Chance Pe Dance Hindi Movie

Feature Film | 2010 | Comedy, Musicals, Romantic
Critics:
The only possible reason you might want to watch Chance Pe Dance is if you just want to look at Shahid Kapur for 2 odd hours.
Jan 15, 2010 By Jahan Bakshi


Ken Ghosh directed music videos before he moved on to films, and Chance Pe Dance clearly is the longest and lousiest music video he has made so far. When a filmmaker brings a film to the big screen after a gap of nearly 6 years, the last thing you expect is a movie this stunningly pointless. What can you say about a film whose only visible pay-off in the end is the sight of Shahid Kapur's supposed eight-pack abs?


Chance Pe Dance is basically a Shahid Kapur audition tape- mellow Shahid, over-the-top Shahid, dancing Shahid, romancing Shahid- its all there, and while the actor might have found this flattering, this is precisely the kind of film he should stay miles away from if he wishes to maintain his escalating career graph. No amount of earnestness from him saves this tepid, flat film from being the deathly bore it is.


The script, or complete lack of it really makes you wonder what the executives at UTV have suddenly begun smoking. Forget the predictability, there isn't a single high point through the film, and the editor goes berserk with bizarre effects as if to compensate. The film is about a struggling actor, but not once do we feel Sameer Behl's (Shahid) struggle, notwithstanding the fact that he has vada pav for breakfast and sleeps in his car for days (Where are the Mumbai Police, you wonder?) and neither do we feel a sense of triumph when he finally (and obviously) becomes a star. The airbrushed reality (which we, as an audience have almost become accustomed to) could still have been ignored if the film was actually a little fun. But no such luck by dance here- even the music and song sequences are downright tacky, despite this being a so-called dance film.

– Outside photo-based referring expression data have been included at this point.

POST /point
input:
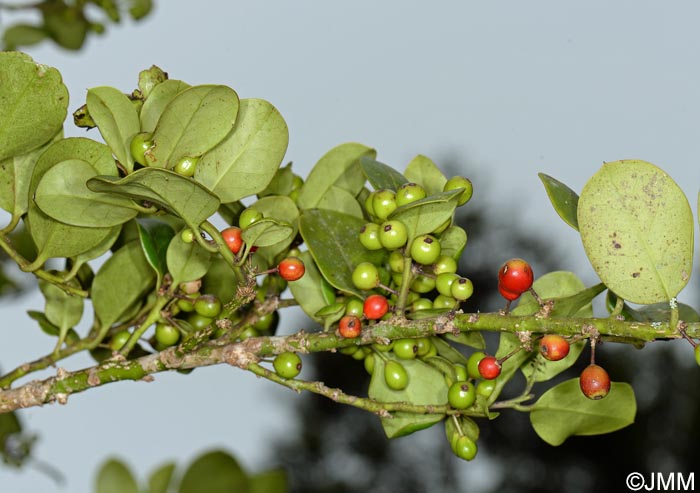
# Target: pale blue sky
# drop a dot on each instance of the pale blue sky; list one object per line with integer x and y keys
{"x": 510, "y": 88}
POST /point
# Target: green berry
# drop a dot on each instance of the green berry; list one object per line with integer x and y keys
{"x": 422, "y": 284}
{"x": 167, "y": 335}
{"x": 365, "y": 276}
{"x": 395, "y": 375}
{"x": 462, "y": 289}
{"x": 369, "y": 236}
{"x": 461, "y": 395}
{"x": 208, "y": 305}
{"x": 287, "y": 364}
{"x": 119, "y": 339}
{"x": 443, "y": 283}
{"x": 409, "y": 192}
{"x": 354, "y": 306}
{"x": 186, "y": 166}
{"x": 248, "y": 217}
{"x": 485, "y": 388}
{"x": 393, "y": 235}
{"x": 140, "y": 143}
{"x": 444, "y": 264}
{"x": 384, "y": 203}
{"x": 465, "y": 448}
{"x": 396, "y": 261}
{"x": 460, "y": 182}
{"x": 425, "y": 249}
{"x": 406, "y": 348}
{"x": 473, "y": 364}
{"x": 442, "y": 302}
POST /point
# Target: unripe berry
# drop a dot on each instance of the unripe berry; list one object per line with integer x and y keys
{"x": 554, "y": 347}
{"x": 594, "y": 382}
{"x": 489, "y": 368}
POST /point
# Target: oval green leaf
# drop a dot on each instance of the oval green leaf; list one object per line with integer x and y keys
{"x": 339, "y": 167}
{"x": 426, "y": 386}
{"x": 182, "y": 196}
{"x": 637, "y": 230}
{"x": 214, "y": 472}
{"x": 564, "y": 200}
{"x": 247, "y": 159}
{"x": 186, "y": 261}
{"x": 63, "y": 195}
{"x": 426, "y": 215}
{"x": 115, "y": 477}
{"x": 117, "y": 119}
{"x": 33, "y": 106}
{"x": 564, "y": 411}
{"x": 425, "y": 172}
{"x": 332, "y": 240}
{"x": 381, "y": 175}
{"x": 194, "y": 121}
{"x": 122, "y": 282}
{"x": 157, "y": 101}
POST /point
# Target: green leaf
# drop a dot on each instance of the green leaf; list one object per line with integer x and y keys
{"x": 186, "y": 261}
{"x": 308, "y": 290}
{"x": 332, "y": 240}
{"x": 267, "y": 232}
{"x": 564, "y": 411}
{"x": 138, "y": 9}
{"x": 247, "y": 159}
{"x": 117, "y": 119}
{"x": 423, "y": 171}
{"x": 340, "y": 200}
{"x": 33, "y": 105}
{"x": 22, "y": 35}
{"x": 453, "y": 240}
{"x": 215, "y": 472}
{"x": 181, "y": 196}
{"x": 122, "y": 282}
{"x": 155, "y": 237}
{"x": 564, "y": 200}
{"x": 283, "y": 210}
{"x": 160, "y": 480}
{"x": 339, "y": 167}
{"x": 63, "y": 195}
{"x": 193, "y": 122}
{"x": 637, "y": 230}
{"x": 381, "y": 175}
{"x": 157, "y": 101}
{"x": 54, "y": 239}
{"x": 149, "y": 79}
{"x": 15, "y": 178}
{"x": 426, "y": 386}
{"x": 115, "y": 477}
{"x": 426, "y": 215}
{"x": 272, "y": 481}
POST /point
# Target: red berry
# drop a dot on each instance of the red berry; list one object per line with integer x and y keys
{"x": 515, "y": 276}
{"x": 594, "y": 382}
{"x": 554, "y": 347}
{"x": 291, "y": 269}
{"x": 489, "y": 368}
{"x": 375, "y": 307}
{"x": 350, "y": 326}
{"x": 232, "y": 237}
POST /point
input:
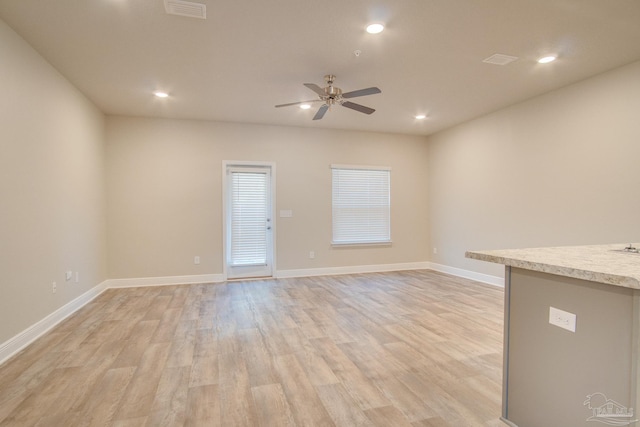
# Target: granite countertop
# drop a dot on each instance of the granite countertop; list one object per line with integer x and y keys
{"x": 602, "y": 263}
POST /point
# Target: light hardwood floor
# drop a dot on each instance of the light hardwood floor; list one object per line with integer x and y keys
{"x": 414, "y": 348}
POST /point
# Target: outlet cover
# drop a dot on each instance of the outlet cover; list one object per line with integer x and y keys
{"x": 562, "y": 319}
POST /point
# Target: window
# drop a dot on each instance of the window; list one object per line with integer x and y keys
{"x": 361, "y": 204}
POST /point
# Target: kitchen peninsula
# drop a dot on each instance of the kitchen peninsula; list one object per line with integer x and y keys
{"x": 572, "y": 328}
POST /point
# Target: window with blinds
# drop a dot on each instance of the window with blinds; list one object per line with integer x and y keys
{"x": 361, "y": 204}
{"x": 249, "y": 215}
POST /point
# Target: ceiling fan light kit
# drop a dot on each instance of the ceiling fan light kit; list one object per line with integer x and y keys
{"x": 332, "y": 95}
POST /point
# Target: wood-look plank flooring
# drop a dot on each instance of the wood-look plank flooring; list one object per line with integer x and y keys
{"x": 414, "y": 348}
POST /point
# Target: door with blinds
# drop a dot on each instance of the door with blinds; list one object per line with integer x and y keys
{"x": 248, "y": 225}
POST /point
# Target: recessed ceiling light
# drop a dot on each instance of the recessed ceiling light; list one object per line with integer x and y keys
{"x": 547, "y": 59}
{"x": 375, "y": 28}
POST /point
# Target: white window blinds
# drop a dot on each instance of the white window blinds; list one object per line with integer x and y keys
{"x": 249, "y": 217}
{"x": 361, "y": 204}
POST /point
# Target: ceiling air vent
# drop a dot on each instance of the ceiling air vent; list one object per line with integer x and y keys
{"x": 185, "y": 8}
{"x": 499, "y": 59}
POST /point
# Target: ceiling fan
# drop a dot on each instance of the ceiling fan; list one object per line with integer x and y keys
{"x": 332, "y": 95}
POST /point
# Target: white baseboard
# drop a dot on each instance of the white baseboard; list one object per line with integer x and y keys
{"x": 355, "y": 269}
{"x": 468, "y": 274}
{"x": 12, "y": 346}
{"x": 164, "y": 281}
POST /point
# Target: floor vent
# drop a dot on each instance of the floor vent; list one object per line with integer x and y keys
{"x": 185, "y": 8}
{"x": 499, "y": 59}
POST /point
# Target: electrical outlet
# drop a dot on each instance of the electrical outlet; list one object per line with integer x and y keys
{"x": 562, "y": 319}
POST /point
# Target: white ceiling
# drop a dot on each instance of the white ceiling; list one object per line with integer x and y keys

The characters are blandly written, and the actors- Shahid, Genelia and the rest- can't do much to help you in the audience as you stare blank, uninvolved and cold, waiting for some genuine humor or drama- even if horribly clichéd- to unfold on screen. Last year, Zoya Akhtar gave us the story of a struggler that had grit and wit, style and substance. Chance Pe Dance has none of that, and the only possible reason you might want to watch it is if you just want to look at Shahid Kapur for 2 odd hours. However, if that be the case, I would still recommend that you skip this futile apology for a film and rent a DVD of Kaminey instead- because apart from being a tremendously better film (to say the least), aren't two Shahids better than one?